Me encontré espiando al conejo que, a diario, se colaba en el jardín. Siempre, a media tarde, paseaba tan ricamente por la parcela de enfrente, comía ramitas, saltaba los vallados, cruzaba la calle y, hasta se permitía el lujo de sentarse un buen rato en medio del paso de cebra.
Entró por debajo de la reja de obra. Dando unos saltitos, alcanzó el lugar en el que ,unos meses atrás , tendría su madriguera. Hacia sus caquitas, lenta y concentradamente. Cientos de bolitas. Sospeché que no era casualidad la elección del lugar. Era su venganza contra el operario de la excavadora empeñado en destruirle con la pala, una y otra vez, su madriguera. A continuación, repetía el mismo recorrido. Saltaba de un lado para otro, lamía sus patitas y se subía, tras varios intentos, a la valla de piedra para quedarse allí bien repanchigado tomando el sol del atardecer.
Ese día, no se decir cuál de la semana porque llegó un momento en el que el lunes era domingo y el jueves sábado, el conejo se quedó observándome, hasta es posible que se burlara de mi, mientras yo, con mi nariz pegada al cristal, le miraba con la boca abierta , con el aburrimiento y la apatía dibujas.
«Este conejo se ríe de mí», pensé .
Él ahí y yo aquí encerrada. Abrí la ventana, agarré con fuerza los barrotes de hierro de la reja que me impedían salir de casa. Metí la cabeza entre ellos. No podía avanzar. Las orejas me escocían .
–¡No me mires más, asqueroso ! –le grité .
Las altaneras hurracas intentaron picotearme , pero conseguí liberarme.
Agité los brazos, golpeé los barrotes. Allí seguían retándome con un solo ojo , impasibles.

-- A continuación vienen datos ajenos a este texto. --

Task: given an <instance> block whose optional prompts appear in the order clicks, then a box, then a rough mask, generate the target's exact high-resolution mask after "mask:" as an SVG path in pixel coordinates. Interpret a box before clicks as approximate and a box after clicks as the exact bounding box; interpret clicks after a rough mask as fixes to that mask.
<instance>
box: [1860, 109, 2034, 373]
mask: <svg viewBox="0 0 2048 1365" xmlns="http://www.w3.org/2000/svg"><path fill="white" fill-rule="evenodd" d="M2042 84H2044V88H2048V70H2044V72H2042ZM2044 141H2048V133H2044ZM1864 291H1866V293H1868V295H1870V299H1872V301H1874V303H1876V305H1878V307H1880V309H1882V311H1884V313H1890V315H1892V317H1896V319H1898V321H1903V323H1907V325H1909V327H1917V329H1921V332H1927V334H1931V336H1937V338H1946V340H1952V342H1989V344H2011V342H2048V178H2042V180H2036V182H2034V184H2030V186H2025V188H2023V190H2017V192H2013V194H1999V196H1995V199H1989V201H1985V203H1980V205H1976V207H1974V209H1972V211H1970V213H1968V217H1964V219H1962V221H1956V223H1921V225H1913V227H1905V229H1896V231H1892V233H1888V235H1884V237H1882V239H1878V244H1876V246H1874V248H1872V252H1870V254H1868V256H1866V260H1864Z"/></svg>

–¡ Yo no soy un animal !. Les chillé con un aullido. ¡Quiero salir de aquí!. ¡Basta ya de mirarme!.
Era un complot animal contra mi. Conocían mis miedos, mi obligado confinamiento, mi temor al contagio. Ellos eran libres y se vengaban.
–¿Hasta cuando?–les pregunté.¡Maldito 2020!.
Mientras espiaba al conejo, comprendí que le envidiaba. Todos ellos eran libres. Yo sobrevivía en mi propia jaula. En la jaula que me había construido.